The Power of Information


The process by which intelligent systems develop assigns an inherent value to data.

Aug 9, 2015

Consider, for a moment, the plotline of the recently released Blockbuster hit Ex Machina. In this movie, Nathan Bateman is the CEO of Bluebook, the world’s most popular search engine (insinuating Google). Nathan reveals that he has harvested the personal information of billions of Bluebook users, using their search queries as indicators of human thought in order to develop the first machine ever to display strong artificial intelligence. Now, this movie is science fiction: the human race is far from developing anything that resembles consciousness, as the so-called “Ava” appears to possess. But the prospect of intelligent systems developing from exposure to data is no fable. In fact, this phenomenon is becoming more and more pervasive in our world each day.

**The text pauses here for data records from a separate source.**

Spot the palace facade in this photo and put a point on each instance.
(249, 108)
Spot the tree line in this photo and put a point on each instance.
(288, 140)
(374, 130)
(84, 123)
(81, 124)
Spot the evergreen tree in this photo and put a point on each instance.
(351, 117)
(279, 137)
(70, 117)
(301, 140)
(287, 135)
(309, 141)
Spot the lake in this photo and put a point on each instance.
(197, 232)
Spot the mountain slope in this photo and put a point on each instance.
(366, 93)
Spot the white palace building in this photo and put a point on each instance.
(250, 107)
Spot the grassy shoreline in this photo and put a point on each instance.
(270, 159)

We see the term everywhere: Big Data. What the heck does it mean, and why should I care? In grade school, we were taught the basics of the scientific method: a researcher presents a particular hypothesis, collects a set of data by some means of experiment, and uses this data as empirical evidence to either support or negate the hypothesis, depending on the data analysis. Maybe, with an arbitrarily large quantity of empirical evidence, we can call this data “big.” If this is what comes to mind at the sound of Big Data, then the concept needs to be clarified, with what I see as great urgency.

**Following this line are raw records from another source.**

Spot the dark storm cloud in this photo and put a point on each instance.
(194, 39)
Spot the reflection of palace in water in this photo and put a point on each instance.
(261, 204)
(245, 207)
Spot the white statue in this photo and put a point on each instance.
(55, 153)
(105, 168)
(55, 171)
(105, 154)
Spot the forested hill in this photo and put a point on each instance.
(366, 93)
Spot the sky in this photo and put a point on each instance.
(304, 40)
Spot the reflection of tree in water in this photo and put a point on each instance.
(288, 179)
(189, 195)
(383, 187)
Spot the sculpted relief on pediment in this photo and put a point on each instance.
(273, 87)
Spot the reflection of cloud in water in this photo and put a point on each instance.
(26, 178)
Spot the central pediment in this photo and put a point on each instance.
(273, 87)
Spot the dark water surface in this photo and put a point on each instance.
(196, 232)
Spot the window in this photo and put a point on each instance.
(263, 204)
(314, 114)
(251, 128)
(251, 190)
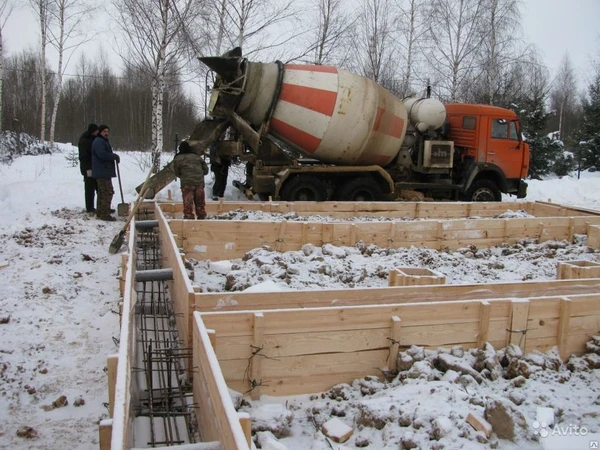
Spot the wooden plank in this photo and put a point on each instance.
(246, 424)
(216, 416)
(586, 325)
(347, 318)
(395, 331)
(484, 324)
(257, 356)
(563, 327)
(390, 295)
(111, 366)
(518, 323)
(576, 345)
(319, 340)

Machine learning algorithms attempt to endow machines with the ability to capture operational knowledge through examples, relying upon the content variety of the examples to facilitate this knowledge. The ultimate aim in this field is to discover a learning procedure that is efficient at finding complex structure in large, high-dimensional datasets, and to show that this is how the brain learns to perform the various functions that it does. Google image search, for example, now makes use of a machine learning algorithm inspired by the design of the primate visual cortex to convert the images from its search space into text captions. In the past, this engine would simply search the web for text related to our queries, presenting to us the images that happened to be on the pages where text matches were found. What Google does now, however, is it converts candidate images into text captions by an intelligent inference process, and then matches our queries with these captions. Essentially, this is like having a human go through every image on the web and label it with a text caption for our searching purposes. Google systems can do this automatically, however, thanks to the incredibly vast library of image and search query data that lies at the company’s disposal. Using the knowledge gathered from Google’s data assets, these programs learn to translate images into high-level internal representations that summarize their content, and to translate these representations into human language thereafter.

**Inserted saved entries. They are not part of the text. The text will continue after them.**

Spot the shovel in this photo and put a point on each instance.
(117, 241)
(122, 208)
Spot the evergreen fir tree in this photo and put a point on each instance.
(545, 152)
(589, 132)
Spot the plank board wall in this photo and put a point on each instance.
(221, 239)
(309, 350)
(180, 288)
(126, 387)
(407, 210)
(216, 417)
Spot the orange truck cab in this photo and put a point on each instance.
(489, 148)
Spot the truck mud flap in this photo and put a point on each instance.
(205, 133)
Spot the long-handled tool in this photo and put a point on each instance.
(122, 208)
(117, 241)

To some extent, these machine learning systems follow a process very similar to the scientific method: in each case, an analysis is performed upon a set of data, and from that analysis an inference model is developed. In the case of the science experiment, that inference model is relatively easy to understand. In machine learning, however, the models are not quite so simple. Any good A.I. scientist in today’s world would admit that he could not fully interpret what his processing systems have learned; he never needed to, thanks to data and mathematics. There is very little engineering that goes into the creation of these models, contrary to popular belief. These models crave data, however, and their arcane functionalities have been shown to improve exponentially with the quantity of information that they are fed.

If there is just one thing that you try to understand about Artificial Intelligence, let it be the following: this field is not about engineering smart systems. Artificial Intelligence is about understanding the science of learning, in its most pure and refined form. As humans, our individual differences are due as much to nurture as they are nature; the sensory and cognitive experiences to which we are exposed come to define our intellectual characteristics, and even our potential. The process by which intelligent systems develop assigns an inherent value to data, and this is the power of information.